Sometimes you have to treat the symptoms so you can get the person functional enough to then start treating the root cause. For example, this is the point of anti-depressants and fever-reducing medication. They don't treat the underlying disease. They just keep the symptoms from killing the patient long enough to do something about the disease.
A person with particularly bad PTSD may not want to see a therapist and start rooting around in those bad memories. If the overall anxiety level associated with those memories can be reduced, then maybe the therapy can start.
Sounds like they are actively encouraging suppression. I don't believe this will lead to 'Good'(tm) things. The way to properly deal with trauma, if one wants to heal psychologically and disable the 'intrusive' memories, is to actively encourage the recall of those memories until they become so unexciting that they no longer have a reactive emotional component.
Depending on the magnitude of the trauma, this may not be an exercise one does by oneself, and in one sitting. It could take some time. That I know of, directly related in the western psychological world is one such technique called 'exposure therapy'.
The repression suggested in this study will guarantee that the emotional reaction will come roaring back to the surface when some strange, probably unrelated situation triggers the memory once again.
I've had 3 instances of extreme trauma in my life. After the 3rd, I heard about this technique. It has been completely transformative for me. N=1 and all that...
Glad it works for you, but doesn't sound like a generally applicabale approach.
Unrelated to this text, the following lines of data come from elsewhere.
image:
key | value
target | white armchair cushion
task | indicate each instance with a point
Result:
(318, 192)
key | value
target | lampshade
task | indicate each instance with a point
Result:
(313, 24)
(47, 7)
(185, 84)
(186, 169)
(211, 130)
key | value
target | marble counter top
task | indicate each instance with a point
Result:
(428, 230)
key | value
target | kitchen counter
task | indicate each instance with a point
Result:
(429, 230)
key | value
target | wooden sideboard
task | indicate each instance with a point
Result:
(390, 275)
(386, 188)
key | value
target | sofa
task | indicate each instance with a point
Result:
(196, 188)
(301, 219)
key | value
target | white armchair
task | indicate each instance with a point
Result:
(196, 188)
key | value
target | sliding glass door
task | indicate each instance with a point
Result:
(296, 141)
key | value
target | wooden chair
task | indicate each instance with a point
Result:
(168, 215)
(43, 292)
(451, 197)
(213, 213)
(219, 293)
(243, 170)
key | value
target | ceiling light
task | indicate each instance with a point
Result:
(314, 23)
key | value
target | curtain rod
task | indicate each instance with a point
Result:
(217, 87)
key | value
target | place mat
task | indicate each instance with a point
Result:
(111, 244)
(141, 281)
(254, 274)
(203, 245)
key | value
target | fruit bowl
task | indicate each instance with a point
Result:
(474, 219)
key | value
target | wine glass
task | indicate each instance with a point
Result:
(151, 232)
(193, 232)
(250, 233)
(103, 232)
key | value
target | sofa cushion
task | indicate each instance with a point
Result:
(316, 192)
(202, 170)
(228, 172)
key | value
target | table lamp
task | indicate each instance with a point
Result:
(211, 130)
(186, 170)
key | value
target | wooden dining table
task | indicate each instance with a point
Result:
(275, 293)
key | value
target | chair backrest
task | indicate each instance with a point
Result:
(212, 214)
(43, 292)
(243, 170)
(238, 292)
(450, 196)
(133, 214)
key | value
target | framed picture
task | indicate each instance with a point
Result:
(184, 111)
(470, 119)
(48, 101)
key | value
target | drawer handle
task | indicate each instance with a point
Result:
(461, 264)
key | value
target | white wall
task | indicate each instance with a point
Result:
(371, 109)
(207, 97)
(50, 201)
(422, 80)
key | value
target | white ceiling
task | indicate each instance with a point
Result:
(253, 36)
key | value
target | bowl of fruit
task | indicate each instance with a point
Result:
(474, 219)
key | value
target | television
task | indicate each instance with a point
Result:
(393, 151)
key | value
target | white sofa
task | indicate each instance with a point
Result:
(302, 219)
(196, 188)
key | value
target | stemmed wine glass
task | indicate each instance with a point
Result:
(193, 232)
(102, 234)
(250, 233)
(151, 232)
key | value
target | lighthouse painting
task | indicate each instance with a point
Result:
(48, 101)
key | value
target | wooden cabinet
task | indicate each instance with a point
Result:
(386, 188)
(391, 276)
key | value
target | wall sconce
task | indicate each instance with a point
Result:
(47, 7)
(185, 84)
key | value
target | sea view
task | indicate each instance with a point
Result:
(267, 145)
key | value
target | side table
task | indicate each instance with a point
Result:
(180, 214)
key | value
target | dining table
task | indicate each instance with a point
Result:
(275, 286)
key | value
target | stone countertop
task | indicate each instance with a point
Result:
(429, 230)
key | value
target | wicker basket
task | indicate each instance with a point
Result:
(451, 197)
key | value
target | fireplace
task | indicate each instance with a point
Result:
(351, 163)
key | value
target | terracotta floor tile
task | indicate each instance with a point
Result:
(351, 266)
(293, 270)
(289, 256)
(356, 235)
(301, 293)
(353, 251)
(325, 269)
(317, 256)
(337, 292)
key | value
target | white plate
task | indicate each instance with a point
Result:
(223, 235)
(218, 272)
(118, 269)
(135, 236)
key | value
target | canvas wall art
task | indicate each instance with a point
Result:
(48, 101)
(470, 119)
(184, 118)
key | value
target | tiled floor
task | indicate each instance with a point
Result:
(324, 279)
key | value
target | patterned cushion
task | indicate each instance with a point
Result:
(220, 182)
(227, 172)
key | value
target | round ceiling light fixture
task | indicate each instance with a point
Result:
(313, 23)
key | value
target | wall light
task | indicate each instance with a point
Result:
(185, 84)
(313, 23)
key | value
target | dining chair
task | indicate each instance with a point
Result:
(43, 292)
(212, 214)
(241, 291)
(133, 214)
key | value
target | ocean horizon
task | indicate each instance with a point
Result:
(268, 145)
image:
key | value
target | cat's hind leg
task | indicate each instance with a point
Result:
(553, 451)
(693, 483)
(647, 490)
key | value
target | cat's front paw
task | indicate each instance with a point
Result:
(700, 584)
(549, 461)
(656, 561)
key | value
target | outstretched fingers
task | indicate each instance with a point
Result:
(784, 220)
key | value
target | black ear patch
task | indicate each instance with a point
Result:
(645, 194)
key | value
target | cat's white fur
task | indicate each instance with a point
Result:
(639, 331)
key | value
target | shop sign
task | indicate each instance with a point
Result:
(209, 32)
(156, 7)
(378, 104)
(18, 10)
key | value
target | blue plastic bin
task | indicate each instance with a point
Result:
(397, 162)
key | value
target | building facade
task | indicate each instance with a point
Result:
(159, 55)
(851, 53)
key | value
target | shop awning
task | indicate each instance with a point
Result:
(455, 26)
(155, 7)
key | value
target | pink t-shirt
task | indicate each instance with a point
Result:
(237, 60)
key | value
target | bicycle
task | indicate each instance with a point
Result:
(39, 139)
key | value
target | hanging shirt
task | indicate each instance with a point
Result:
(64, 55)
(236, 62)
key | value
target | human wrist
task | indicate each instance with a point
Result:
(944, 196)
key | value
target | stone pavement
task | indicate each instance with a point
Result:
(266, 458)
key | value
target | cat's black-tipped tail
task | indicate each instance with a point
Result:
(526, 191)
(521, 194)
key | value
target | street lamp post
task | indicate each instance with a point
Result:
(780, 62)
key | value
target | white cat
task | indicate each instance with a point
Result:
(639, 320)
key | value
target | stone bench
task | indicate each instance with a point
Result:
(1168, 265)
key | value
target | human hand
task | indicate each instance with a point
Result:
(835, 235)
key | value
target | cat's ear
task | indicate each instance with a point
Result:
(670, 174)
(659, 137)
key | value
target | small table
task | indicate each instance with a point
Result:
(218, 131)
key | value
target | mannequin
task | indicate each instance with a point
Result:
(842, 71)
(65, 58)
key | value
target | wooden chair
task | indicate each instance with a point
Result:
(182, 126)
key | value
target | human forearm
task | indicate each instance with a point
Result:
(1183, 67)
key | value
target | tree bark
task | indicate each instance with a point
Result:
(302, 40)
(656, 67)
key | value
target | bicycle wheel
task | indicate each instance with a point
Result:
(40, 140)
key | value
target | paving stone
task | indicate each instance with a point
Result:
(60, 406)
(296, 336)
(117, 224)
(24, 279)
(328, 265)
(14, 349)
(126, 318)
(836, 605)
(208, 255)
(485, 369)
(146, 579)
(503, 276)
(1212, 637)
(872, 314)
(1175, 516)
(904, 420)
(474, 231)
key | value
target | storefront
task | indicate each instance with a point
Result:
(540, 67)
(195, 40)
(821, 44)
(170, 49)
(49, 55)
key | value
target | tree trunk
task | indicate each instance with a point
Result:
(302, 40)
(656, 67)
I really disagree with a couple of your statements:
"The way to properly deal with trauma" there really isn't a proper way imo. Individuals have different ways.
"will guarantee that the emotional reaction will come roaring back to the surface when some strange, probably unrelated situation triggers the memory once again." Not really true, not always. People do successfully repress, and some people have a really negative experience from treatments like the one you suggested.
People are different and their experiences are different.
During the pandemic I went down the rabbit hole of the fitness industry. You will find thousands of videos on YouTube/memes on forums that teach people that they can get over an ex by just focusing on getting shredded and developing a killer physique. To me that is akin to what this study suggests: avoid the trauma by distracting yourself with another activity. While self-improvement is commendable, I don't think avoidance tactics are the best way to treat the root cause of the problem though.